Let $\Gamma$ be a discrete group. We can form two $C^*$-algebras: the universal (or full) and reduced, to be denoted by $C^*_u(\Gamma)$ and $C^*_r(\Gamma)$ (respectively). Both of them are completions of the group algebra $\mathbb{C}\Gamma$ but with respect to different norms: universal norm is defined as the supremum of $\| \pi(\cdot) \|$ over all $*$-representations of $\mathbb{C}\Gamma$: the reduced norm is the ordinary operator norm where $\Gamma$ acts on $\ell^2(\Gamma)$ by the left regular representation (and then we extend this action linearly). One can consider the identity mapping $id:(\mathbb{C}\Gamma,\| \cdot \|_u) \to (\mathbb{C}\Gamma,\| \cdot \|_r)$ and extend it to the whole $C^*_u(\Gamma)$ (call $\theta$ this extension). Since this is morphism beetween $C^*$-algebras its range is closed but it this dense. Therefore it is surjective: but there is no reason for this map to be injective (it is injective iff it is isomorphism iff the group is amenable).

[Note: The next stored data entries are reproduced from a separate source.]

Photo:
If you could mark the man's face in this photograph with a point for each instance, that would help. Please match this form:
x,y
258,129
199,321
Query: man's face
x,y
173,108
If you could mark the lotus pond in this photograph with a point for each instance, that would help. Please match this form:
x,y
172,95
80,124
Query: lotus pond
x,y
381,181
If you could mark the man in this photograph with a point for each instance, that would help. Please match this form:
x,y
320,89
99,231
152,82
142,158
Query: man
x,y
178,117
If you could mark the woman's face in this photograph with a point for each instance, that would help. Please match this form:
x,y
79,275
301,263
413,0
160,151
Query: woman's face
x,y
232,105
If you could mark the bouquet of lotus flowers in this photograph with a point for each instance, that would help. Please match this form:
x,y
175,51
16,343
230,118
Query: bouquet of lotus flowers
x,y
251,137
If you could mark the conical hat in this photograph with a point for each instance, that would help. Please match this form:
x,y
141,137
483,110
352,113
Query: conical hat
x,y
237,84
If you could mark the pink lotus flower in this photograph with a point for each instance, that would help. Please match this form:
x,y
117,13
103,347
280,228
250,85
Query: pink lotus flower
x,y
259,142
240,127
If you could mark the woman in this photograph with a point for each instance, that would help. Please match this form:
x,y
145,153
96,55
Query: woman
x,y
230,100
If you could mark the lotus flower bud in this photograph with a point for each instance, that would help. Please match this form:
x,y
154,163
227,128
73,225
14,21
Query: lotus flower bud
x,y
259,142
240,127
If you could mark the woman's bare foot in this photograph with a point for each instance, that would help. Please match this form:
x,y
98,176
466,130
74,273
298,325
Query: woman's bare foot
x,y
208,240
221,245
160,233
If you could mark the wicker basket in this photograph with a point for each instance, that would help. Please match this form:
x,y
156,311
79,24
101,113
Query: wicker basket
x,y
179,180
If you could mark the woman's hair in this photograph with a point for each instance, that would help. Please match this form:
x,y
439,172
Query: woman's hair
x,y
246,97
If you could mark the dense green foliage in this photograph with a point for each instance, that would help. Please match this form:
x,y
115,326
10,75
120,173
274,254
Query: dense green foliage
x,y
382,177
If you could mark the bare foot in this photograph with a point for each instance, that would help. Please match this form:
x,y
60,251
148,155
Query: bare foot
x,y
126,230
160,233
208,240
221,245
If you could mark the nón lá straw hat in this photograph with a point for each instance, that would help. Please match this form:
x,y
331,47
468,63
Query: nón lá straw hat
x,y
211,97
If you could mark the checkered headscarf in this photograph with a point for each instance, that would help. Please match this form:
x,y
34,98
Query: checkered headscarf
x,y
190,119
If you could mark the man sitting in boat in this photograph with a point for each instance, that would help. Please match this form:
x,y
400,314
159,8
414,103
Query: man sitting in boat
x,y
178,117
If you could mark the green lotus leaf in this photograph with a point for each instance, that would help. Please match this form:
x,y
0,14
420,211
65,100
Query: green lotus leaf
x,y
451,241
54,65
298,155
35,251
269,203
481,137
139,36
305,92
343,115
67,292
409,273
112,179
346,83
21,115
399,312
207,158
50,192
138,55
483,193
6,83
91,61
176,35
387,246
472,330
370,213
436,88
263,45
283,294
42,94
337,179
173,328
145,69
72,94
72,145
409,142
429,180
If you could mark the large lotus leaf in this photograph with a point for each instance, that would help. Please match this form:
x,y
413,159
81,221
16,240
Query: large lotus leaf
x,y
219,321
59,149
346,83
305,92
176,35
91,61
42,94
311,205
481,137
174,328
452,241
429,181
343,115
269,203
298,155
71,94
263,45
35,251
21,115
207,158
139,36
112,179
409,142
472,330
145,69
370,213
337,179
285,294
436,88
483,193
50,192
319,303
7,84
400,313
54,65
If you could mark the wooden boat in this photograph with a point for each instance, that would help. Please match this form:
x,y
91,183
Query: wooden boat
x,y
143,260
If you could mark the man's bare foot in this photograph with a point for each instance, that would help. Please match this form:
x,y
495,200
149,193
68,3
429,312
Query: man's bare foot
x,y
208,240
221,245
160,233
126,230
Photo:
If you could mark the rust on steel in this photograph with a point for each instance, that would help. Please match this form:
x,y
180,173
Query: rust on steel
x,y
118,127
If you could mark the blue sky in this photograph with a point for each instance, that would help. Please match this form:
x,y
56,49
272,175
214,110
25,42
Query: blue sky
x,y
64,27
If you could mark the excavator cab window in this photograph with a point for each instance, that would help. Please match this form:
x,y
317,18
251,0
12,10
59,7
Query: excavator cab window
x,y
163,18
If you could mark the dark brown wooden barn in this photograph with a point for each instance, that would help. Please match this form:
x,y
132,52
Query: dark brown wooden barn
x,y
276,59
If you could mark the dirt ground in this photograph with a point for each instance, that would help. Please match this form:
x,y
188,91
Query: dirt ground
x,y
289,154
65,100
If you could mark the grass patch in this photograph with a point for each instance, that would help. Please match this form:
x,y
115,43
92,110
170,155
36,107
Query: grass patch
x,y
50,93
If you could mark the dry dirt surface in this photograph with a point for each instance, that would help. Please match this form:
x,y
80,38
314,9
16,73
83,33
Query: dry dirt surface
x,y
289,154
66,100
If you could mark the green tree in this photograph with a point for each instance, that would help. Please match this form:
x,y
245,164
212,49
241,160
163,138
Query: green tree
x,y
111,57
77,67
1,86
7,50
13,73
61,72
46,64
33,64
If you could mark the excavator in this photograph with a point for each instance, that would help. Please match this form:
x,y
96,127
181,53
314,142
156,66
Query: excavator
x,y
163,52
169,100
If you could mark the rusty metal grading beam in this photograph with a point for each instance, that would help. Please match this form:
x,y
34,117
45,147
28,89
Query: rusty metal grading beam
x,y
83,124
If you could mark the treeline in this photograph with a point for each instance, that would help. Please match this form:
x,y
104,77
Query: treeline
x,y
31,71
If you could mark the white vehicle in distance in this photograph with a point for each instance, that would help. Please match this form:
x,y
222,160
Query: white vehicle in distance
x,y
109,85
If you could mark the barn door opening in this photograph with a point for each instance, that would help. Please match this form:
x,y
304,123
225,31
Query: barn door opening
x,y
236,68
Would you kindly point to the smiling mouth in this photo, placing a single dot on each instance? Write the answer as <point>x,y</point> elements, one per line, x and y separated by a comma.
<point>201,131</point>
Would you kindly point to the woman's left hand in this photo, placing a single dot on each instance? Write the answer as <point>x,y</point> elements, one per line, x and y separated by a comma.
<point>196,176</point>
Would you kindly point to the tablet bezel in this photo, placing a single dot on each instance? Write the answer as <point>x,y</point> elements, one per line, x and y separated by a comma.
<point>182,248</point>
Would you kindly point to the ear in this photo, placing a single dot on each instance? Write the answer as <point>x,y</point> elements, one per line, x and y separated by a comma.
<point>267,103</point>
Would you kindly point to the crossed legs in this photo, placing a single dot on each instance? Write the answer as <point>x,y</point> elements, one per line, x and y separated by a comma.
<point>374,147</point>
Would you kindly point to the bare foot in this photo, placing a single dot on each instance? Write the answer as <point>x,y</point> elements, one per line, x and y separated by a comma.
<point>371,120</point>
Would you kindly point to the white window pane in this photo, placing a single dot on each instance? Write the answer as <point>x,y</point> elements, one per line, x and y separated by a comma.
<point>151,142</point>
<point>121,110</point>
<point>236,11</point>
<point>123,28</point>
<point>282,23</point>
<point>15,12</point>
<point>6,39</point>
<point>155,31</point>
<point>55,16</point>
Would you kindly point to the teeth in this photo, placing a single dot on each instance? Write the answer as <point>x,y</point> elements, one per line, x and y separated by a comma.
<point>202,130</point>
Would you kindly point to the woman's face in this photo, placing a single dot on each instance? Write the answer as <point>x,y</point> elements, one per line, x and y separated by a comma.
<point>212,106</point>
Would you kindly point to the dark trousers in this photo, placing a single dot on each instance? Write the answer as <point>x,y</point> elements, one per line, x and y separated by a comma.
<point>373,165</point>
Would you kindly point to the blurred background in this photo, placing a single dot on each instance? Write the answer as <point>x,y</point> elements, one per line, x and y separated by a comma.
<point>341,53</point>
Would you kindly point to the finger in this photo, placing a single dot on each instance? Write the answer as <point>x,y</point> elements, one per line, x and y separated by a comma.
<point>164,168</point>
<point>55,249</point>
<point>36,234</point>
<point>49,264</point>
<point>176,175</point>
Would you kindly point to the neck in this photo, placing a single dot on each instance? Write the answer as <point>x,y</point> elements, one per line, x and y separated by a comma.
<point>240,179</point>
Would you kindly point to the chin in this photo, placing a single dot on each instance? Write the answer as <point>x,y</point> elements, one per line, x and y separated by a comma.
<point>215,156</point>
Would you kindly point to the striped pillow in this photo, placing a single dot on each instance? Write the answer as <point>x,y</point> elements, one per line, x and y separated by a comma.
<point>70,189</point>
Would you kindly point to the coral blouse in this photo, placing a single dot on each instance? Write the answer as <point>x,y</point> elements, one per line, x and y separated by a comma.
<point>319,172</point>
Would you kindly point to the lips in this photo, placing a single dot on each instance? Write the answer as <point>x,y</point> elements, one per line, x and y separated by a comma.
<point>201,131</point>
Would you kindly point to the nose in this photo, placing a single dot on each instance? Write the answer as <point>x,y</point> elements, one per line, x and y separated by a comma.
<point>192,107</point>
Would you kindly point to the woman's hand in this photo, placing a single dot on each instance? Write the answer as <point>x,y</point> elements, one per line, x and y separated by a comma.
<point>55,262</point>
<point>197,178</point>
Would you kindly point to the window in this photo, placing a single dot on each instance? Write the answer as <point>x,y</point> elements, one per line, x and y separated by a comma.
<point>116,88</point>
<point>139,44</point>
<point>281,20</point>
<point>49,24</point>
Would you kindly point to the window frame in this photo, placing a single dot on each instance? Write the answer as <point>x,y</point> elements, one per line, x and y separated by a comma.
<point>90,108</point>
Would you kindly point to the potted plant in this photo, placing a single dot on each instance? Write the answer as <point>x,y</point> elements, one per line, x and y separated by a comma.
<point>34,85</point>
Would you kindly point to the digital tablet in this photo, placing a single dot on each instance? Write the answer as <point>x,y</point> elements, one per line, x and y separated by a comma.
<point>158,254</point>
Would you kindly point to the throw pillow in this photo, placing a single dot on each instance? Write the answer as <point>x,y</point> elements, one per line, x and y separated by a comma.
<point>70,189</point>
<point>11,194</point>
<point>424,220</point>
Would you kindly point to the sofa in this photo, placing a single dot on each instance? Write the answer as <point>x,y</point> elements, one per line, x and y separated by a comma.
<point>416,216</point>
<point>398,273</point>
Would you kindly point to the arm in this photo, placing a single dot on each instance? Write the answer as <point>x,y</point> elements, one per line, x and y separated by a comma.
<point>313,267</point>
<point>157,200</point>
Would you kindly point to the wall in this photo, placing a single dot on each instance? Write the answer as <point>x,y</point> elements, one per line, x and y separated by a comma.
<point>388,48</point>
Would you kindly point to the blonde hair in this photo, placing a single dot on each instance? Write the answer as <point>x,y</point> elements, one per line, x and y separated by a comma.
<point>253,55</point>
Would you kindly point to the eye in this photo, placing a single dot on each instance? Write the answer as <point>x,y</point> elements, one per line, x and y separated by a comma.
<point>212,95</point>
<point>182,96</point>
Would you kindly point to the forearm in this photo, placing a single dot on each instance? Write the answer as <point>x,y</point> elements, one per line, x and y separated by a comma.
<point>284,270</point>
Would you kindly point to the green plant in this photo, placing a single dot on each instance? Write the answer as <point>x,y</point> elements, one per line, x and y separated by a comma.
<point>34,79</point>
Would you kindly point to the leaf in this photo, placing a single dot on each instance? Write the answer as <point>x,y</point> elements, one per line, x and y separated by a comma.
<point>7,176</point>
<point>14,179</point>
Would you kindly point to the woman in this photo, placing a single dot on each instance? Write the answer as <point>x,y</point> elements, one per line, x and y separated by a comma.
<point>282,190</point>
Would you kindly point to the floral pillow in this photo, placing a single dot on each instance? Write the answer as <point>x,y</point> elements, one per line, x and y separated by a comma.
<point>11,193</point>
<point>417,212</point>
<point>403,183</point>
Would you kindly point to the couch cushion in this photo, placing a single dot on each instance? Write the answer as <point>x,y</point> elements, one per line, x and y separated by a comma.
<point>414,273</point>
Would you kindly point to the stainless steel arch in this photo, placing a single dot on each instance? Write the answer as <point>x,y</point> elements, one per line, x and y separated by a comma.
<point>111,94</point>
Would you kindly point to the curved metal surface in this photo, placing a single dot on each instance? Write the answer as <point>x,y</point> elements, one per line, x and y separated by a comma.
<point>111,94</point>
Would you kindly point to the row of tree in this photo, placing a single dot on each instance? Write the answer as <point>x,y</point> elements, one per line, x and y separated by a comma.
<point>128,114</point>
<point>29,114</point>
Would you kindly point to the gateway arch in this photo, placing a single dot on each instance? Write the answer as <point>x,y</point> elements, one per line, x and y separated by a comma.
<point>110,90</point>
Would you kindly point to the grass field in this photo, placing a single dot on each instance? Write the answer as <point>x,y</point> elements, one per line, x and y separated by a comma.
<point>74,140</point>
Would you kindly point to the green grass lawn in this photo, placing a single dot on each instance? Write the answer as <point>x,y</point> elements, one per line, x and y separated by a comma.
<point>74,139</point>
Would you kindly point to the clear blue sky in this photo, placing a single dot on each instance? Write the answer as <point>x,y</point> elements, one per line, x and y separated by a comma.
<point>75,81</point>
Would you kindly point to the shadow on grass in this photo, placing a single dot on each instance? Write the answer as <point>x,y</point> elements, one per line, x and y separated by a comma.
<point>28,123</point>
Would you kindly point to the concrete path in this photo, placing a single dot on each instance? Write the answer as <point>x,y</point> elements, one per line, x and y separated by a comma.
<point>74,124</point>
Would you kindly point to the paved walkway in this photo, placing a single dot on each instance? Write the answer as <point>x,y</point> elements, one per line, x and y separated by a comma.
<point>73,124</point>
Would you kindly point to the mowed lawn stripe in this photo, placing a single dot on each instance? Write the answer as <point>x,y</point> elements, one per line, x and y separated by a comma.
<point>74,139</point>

What is the kernel of $\theta$?
My guess is that its kernel should be the set $\{x \in C^*_u(\Gamma): \tau(x^*x)=0\}$ where $\tau$ is the canonical trace on $C^*_u(\Gamma)$ defined on $\mathbb{C}\Gamma$ by $\tau(x)=\langle x \delta_e,\delta_e \rangle$ where $e$ denotes the neutral element.